Now I keep thinking about all the good times I’ve had, and wondering when I can come back.
Although I haven’t had a romance here, I’ve had romantic moments – sitting on the Seine on a balmy July night and watching the sun set with a guy I liked, eating a home-cooked three-course meal by candlelight with another . . . even though neither one led to anything more, they were wonderful moments.
And maybe I haven’t made any close friendships, but I still grin at memories with the friends I have made: racing down the conveyor belts at Châtelet with Simon, a French friend; talking to Mr Frog; going out with Manuela (former flatmate for 17 days); dinners with other teachers in Belleville; and, of course, party after party at Louise and Julia’s.
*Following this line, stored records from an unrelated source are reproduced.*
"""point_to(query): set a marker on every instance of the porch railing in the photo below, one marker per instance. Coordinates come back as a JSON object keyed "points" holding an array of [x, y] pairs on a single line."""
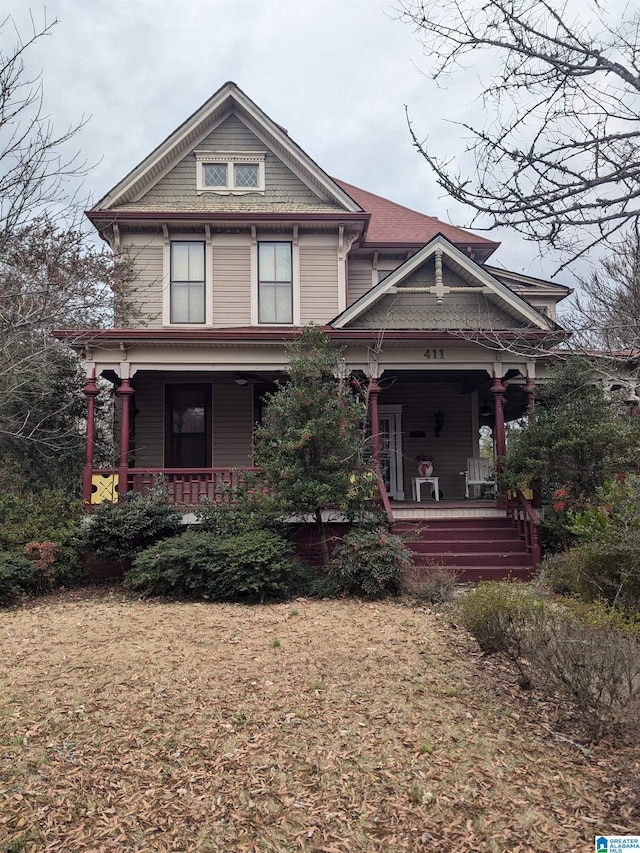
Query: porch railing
{"points": [[184, 486], [526, 520]]}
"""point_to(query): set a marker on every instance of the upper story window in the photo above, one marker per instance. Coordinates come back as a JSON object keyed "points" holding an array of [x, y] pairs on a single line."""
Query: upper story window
{"points": [[187, 282], [275, 282], [229, 173]]}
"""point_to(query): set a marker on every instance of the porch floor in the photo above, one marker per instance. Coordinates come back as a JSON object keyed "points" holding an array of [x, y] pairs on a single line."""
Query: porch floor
{"points": [[409, 510]]}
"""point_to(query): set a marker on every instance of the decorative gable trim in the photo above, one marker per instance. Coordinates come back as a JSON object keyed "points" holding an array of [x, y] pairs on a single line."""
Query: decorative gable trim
{"points": [[439, 247], [229, 97]]}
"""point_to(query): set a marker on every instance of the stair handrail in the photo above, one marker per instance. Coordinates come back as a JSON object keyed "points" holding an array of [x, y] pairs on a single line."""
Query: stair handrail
{"points": [[384, 497], [526, 520]]}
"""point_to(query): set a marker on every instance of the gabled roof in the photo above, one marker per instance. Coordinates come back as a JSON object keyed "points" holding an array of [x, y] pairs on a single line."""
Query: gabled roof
{"points": [[393, 225], [229, 98], [466, 268]]}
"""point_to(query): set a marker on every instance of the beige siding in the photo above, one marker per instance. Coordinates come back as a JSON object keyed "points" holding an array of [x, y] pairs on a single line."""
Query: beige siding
{"points": [[145, 291], [359, 279], [232, 424], [455, 445], [318, 281], [471, 310], [231, 280], [283, 189]]}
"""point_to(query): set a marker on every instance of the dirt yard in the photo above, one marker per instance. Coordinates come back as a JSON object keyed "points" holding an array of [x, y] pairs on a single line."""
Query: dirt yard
{"points": [[307, 726]]}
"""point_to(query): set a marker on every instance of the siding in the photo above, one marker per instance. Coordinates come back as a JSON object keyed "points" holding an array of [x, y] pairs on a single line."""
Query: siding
{"points": [[472, 310], [145, 291], [318, 281], [283, 189], [231, 280], [359, 273], [455, 445]]}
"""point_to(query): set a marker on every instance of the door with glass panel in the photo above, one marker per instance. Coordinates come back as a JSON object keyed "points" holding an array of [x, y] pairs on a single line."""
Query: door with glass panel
{"points": [[188, 426], [390, 432]]}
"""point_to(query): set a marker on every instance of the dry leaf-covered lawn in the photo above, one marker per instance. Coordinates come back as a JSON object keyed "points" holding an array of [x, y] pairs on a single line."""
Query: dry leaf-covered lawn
{"points": [[308, 726]]}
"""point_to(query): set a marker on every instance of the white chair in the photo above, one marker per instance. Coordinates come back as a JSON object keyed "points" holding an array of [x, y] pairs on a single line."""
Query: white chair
{"points": [[417, 486], [477, 474]]}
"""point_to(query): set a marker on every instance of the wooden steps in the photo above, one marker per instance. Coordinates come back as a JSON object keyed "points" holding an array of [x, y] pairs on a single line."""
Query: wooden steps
{"points": [[479, 548]]}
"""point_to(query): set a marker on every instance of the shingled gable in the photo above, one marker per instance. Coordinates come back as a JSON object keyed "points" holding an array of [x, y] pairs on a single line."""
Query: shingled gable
{"points": [[229, 98], [477, 277], [394, 226]]}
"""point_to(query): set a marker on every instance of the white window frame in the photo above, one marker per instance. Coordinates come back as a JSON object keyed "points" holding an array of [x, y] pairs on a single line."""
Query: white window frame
{"points": [[229, 159], [208, 290], [295, 276]]}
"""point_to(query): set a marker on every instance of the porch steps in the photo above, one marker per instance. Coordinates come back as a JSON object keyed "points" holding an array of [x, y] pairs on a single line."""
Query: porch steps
{"points": [[479, 548]]}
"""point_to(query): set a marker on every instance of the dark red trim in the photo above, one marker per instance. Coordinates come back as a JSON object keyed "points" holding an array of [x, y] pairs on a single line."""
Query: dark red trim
{"points": [[81, 337], [214, 216]]}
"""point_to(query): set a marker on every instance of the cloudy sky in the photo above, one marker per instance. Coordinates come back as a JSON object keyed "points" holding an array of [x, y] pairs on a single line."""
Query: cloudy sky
{"points": [[336, 73]]}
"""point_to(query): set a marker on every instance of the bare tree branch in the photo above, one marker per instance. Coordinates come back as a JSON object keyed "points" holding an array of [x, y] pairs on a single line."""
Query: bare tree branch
{"points": [[558, 158]]}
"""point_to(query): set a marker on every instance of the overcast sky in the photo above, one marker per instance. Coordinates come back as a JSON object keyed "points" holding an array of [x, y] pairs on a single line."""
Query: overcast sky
{"points": [[336, 73]]}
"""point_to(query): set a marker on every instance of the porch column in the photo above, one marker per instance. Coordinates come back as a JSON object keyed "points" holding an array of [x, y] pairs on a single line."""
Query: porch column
{"points": [[90, 391], [374, 393], [530, 390], [498, 390], [125, 392]]}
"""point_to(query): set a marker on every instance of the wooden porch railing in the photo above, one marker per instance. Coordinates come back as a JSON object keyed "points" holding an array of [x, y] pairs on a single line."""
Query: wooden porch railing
{"points": [[525, 519], [185, 486]]}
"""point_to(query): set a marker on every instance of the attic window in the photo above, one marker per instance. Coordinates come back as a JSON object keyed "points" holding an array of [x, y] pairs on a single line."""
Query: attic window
{"points": [[227, 173]]}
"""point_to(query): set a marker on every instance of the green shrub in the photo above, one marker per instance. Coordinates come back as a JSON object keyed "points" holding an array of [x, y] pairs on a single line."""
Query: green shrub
{"points": [[256, 565], [119, 531], [608, 569], [182, 566], [588, 656], [16, 575], [369, 562], [250, 566], [498, 614], [221, 519], [47, 516]]}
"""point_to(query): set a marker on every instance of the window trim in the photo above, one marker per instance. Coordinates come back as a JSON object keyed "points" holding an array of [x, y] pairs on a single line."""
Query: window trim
{"points": [[229, 158], [208, 295], [206, 389], [295, 278]]}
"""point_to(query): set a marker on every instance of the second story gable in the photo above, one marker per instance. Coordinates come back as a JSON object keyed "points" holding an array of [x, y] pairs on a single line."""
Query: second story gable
{"points": [[230, 224]]}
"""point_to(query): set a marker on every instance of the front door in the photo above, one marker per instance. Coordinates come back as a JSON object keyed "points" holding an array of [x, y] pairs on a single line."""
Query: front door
{"points": [[390, 430], [188, 426]]}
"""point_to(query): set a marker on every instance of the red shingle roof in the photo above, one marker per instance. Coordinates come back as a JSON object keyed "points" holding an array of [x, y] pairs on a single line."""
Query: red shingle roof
{"points": [[394, 225]]}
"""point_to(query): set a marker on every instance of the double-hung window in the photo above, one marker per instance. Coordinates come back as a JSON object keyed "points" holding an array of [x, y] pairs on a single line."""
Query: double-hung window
{"points": [[187, 281], [275, 283], [228, 173]]}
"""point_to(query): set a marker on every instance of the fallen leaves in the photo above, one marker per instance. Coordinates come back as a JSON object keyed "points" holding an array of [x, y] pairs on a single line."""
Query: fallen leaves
{"points": [[158, 726]]}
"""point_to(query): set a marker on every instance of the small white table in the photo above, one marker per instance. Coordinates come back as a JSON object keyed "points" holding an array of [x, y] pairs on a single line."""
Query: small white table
{"points": [[417, 486]]}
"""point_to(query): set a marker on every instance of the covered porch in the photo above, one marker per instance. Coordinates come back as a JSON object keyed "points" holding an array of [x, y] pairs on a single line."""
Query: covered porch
{"points": [[194, 430]]}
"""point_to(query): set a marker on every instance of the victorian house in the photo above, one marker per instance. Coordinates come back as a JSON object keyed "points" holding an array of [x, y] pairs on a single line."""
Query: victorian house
{"points": [[238, 240]]}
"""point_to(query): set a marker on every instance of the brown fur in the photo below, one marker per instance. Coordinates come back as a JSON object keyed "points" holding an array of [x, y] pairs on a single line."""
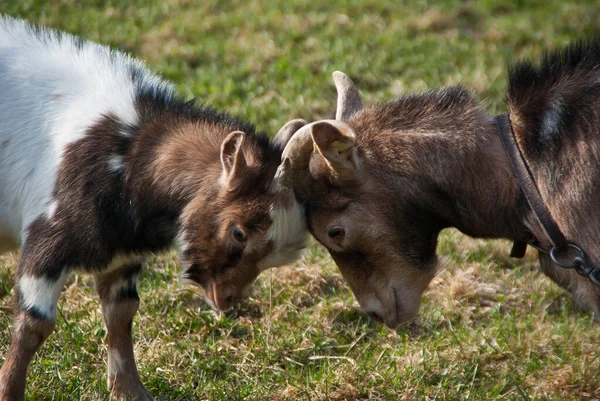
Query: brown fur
{"points": [[430, 161], [188, 175]]}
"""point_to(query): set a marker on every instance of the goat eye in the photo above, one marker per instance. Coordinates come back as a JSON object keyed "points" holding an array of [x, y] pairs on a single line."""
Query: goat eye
{"points": [[336, 232], [239, 235]]}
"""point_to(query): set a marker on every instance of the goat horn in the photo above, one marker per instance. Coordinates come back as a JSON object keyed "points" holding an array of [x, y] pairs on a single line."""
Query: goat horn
{"points": [[293, 171], [349, 99]]}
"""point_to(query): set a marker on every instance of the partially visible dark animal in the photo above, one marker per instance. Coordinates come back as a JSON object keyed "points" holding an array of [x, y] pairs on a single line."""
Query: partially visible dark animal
{"points": [[381, 182], [100, 164]]}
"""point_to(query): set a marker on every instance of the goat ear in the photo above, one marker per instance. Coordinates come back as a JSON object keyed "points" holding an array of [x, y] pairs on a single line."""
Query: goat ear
{"points": [[335, 142], [287, 132], [233, 159]]}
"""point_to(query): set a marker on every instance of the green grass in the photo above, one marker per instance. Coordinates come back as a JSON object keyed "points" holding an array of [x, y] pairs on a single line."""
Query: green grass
{"points": [[490, 327]]}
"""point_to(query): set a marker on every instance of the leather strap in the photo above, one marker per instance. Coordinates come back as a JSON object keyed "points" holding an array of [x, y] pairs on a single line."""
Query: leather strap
{"points": [[530, 190]]}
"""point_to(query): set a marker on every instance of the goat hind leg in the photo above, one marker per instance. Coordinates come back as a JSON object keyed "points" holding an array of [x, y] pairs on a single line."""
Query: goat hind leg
{"points": [[120, 301], [585, 293], [35, 318]]}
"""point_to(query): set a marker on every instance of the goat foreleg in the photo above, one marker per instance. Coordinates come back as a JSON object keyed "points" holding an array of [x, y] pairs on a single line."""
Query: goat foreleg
{"points": [[120, 301]]}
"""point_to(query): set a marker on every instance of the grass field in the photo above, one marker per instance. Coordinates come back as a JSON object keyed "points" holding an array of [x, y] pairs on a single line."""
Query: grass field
{"points": [[490, 327]]}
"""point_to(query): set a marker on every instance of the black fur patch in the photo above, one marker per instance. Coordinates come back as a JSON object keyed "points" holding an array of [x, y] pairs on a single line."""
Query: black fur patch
{"points": [[555, 100]]}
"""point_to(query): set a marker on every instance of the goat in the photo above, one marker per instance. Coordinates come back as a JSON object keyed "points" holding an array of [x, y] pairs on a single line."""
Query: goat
{"points": [[381, 182], [102, 163]]}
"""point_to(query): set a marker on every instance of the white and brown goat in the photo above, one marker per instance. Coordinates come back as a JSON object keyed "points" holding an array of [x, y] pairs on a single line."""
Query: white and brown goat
{"points": [[381, 182], [100, 164]]}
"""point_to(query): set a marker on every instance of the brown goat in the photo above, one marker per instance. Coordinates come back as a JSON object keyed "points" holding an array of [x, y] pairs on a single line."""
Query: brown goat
{"points": [[100, 164], [381, 182]]}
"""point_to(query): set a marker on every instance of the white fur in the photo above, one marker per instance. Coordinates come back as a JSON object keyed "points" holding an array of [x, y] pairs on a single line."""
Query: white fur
{"points": [[288, 234], [52, 92], [115, 163], [119, 286], [41, 293]]}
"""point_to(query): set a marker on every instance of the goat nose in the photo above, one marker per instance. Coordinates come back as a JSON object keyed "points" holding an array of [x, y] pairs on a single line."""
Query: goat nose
{"points": [[375, 316]]}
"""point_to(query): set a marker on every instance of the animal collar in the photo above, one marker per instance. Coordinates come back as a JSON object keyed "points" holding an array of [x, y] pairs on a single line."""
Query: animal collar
{"points": [[559, 244]]}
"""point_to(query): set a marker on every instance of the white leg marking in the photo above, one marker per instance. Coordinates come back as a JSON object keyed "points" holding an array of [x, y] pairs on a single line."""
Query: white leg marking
{"points": [[41, 293], [120, 286], [52, 209], [288, 234]]}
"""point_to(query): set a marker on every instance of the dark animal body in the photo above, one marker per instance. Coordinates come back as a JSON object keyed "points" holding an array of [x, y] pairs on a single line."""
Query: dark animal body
{"points": [[383, 181], [101, 164]]}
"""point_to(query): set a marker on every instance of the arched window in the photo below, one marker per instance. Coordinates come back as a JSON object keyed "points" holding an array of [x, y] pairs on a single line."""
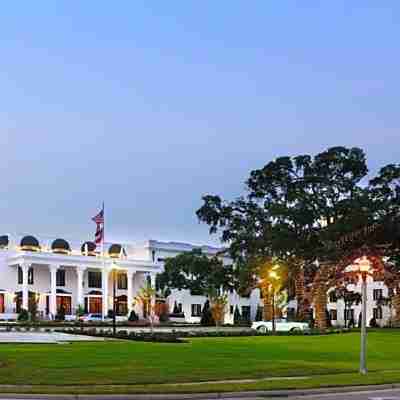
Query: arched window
{"points": [[30, 276], [20, 276]]}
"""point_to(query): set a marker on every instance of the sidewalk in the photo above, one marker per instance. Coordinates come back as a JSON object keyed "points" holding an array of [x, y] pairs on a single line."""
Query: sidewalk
{"points": [[205, 396]]}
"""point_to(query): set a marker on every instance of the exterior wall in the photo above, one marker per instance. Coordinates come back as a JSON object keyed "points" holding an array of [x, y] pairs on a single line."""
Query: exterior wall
{"points": [[44, 260], [160, 251], [371, 304], [153, 253]]}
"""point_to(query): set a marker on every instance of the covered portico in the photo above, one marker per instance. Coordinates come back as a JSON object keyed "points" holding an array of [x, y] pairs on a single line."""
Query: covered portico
{"points": [[76, 287]]}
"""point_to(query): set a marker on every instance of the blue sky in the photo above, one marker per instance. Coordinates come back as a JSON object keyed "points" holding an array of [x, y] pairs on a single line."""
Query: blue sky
{"points": [[150, 105]]}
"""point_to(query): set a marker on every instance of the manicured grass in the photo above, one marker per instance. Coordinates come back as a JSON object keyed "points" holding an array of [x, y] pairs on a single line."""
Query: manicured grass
{"points": [[132, 365]]}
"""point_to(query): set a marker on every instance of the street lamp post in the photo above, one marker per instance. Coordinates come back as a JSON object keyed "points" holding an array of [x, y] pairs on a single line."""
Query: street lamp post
{"points": [[114, 304], [362, 268], [273, 275]]}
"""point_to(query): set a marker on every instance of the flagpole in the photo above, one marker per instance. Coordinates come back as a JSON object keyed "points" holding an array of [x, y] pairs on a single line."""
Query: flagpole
{"points": [[104, 265]]}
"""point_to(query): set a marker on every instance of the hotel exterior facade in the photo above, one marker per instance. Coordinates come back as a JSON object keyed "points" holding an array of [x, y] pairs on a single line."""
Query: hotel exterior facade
{"points": [[56, 273]]}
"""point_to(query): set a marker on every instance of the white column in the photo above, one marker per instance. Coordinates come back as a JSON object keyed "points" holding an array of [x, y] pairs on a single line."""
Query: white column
{"points": [[104, 275], [25, 293], [53, 290], [80, 271], [129, 296], [153, 285]]}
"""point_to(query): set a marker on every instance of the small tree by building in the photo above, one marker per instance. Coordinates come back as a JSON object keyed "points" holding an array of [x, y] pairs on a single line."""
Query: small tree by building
{"points": [[206, 315], [218, 307], [259, 314], [237, 318], [146, 298]]}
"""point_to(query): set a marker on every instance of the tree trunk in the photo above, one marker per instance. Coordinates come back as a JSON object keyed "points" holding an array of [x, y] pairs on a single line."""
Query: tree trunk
{"points": [[320, 300], [396, 305], [299, 292], [267, 306]]}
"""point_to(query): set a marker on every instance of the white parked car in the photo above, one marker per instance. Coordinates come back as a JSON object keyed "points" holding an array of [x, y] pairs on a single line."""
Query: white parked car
{"points": [[282, 325], [93, 318]]}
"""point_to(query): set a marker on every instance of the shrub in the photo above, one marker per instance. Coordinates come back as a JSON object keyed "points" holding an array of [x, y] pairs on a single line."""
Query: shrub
{"points": [[237, 318], [259, 314], [133, 317], [206, 315], [60, 316], [23, 315]]}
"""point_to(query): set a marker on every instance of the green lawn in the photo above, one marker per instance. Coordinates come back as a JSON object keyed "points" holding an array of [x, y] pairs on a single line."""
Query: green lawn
{"points": [[135, 363]]}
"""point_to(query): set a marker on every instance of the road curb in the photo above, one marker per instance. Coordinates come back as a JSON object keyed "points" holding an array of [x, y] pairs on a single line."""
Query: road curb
{"points": [[203, 396]]}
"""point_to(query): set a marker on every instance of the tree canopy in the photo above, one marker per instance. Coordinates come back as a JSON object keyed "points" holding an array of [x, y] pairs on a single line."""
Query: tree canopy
{"points": [[196, 272], [297, 208]]}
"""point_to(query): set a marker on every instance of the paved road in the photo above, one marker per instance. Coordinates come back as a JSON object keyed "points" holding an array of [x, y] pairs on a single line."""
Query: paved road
{"points": [[389, 394], [373, 395]]}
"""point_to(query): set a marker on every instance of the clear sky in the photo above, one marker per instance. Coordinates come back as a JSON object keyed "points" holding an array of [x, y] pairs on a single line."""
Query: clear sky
{"points": [[148, 105]]}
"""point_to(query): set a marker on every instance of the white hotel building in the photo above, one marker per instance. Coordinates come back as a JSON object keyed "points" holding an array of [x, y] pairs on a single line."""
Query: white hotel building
{"points": [[58, 273]]}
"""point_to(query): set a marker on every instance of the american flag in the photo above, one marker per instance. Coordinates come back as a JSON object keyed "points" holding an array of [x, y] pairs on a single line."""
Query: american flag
{"points": [[99, 220]]}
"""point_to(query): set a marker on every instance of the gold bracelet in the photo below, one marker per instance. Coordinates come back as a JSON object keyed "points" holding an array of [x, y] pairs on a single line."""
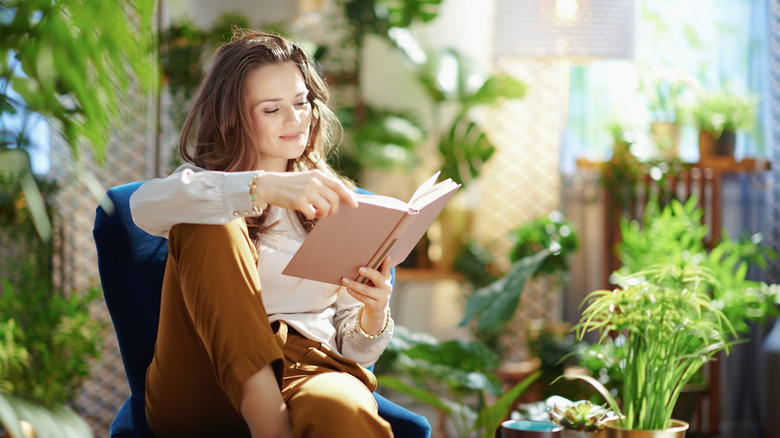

Even my classes put me in a good mood.
True, the recent issue with Bénédicte and my deposit was frustrating, but it doesn’t actually change the fact that she did give me somewhere to stay. Because of her I was dry and safe and warm, and all of the things that I was thankful for before our conversation are still there.
And although it’s often frustrating trying to deal with the French way of (not) doing things, the French way of doing things created this marvellous city which continues to sweep me off my feet.
I’m truly grateful for my time there. Admittedly, it wasn’t the fairy tale I’d imagined, but I like that – it means that the dream of Paris is still ahead of me.
And that dream gives me a reason to come back.